掲示板曰く誘拐の被害者である当人は運ばれてきた野菜炒めを食べつつ首を傾げている。
「…ムクのやつの方が美味しかった。なんで?」
「使ってる調味料が違ったのかもしれないな。あとで聞いてみよう」
「ん、また作って」
その辺でやめておいた方がいい気がするんだけどな。
さすがに食べ過ぎだ…
それはともかく俺が誘拐犯とされてる訳について詳しく聞くと、どうやらNPCとプレイヤーでは頭の上に表示されるカーソルが違うらしい。デフォルトではキャラ名やカーソルも表示されないが、設定によっては全部が表示されるようになるそうだ。

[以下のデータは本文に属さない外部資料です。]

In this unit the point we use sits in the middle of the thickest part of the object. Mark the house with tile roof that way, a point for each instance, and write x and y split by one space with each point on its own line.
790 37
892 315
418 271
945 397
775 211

βテスターはそのことを知っており、また事前情報をまとめたサイトでも載せていたので多くのプレイヤーはチュートリアル後にその完全表示へと変更していたらしい。
その結果、ソロのプレイヤーかプレイヤー同士でパーティを組んでいる人々がほとんどな状態でプレイヤー一人とNPCの女の子の二人組は随分と目立ってしまっていたらしい。そしてその状況をたまたま掲示板にあげたプレイヤーいたらしく、個人を特定できる情報はあげていなかったそうだが他に当てはまる奴もいないだろという推測の元、俺だとほぼわかる状態で掲示板で話題になってしまったそうなのだ。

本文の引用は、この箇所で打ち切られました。